Consider these market forces that are activly eroding associations:
Everyone is a writer
Anyone can create and publish remarkable content. Fire up your computer, log into WordPress and create a platform; anyone can publish content to the world. Consultants, members and vendors are publishing content, articles, research, insight and opinions that until relativly recently was the domain of associations and major media.
In a recent #AssnChat on Twitter participants responded that most of their networking now started online with Twitter, LinkedIn or Facebook and then moved to in-person. 5-10 years ago networking was a largely face-to-face activity much of which was held during association and user conferences.
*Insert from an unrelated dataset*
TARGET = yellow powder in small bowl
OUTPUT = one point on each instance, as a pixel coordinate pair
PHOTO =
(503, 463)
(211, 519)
The other interesting relatively new dynamic with networking is with the help of free web-based tools anyone can set up a online or physical networking event.
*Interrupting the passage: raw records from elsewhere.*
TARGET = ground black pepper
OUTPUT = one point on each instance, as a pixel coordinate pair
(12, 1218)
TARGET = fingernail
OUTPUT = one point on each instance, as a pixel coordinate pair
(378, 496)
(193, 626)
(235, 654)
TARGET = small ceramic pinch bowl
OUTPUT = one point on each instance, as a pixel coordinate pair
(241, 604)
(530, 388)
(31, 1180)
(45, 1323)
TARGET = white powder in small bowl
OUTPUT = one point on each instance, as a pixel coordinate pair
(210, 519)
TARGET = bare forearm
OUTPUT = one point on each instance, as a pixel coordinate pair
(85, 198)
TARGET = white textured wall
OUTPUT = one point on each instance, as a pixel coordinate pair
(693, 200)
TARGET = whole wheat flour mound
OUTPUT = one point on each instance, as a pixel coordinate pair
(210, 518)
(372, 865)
Research projects are difficult but, not impossible for any savvy professional. As long as you have an email list, adequate sample size, time and analytical skills the survey tools are easily and cheaply accessible. To augment their marketing vendors and consultants are conducting quantitative research surveys to freely furnish customers with valuable data that they previously paid their association for.
Given these and other market pressures many smaller “competitors” are eating away at the territory associations once enjoyed. Given this new reality how will associations succeed in the future?
3 strategies to become the first organization your members turn to:
- Leverage trust: members tend to view associations as non-bias entities that are the go-to experts in the field. A challenge for every professional is cutting through the digital clutter and finding the content that is really valuable. Associations can fully embrace this role by highly curating profession specific content, no matter where it comes from, and delivering it to members in a easy to digest format.
- Become the one-stop shop: purchasers like to continue buying from companies and organizations they are familiar with and like doing business with. They seek out new sources only when their current providers can’t meet their needs. Are their big gaps in your benefits or other products and services? Decide where you can excel and innovate to fill those gaps in your offering.
- Know your members like no one else does: associations that understand their member’s challenges, talk in their words, know what they need, can identify how to save them time – these associations will beat the competition every time. However many associations don’t know their members as well as they should (previous post).
Are you worried about your association turning into a commodity? Turn that around; try one or more of these three strategies to become distinguished in the profession.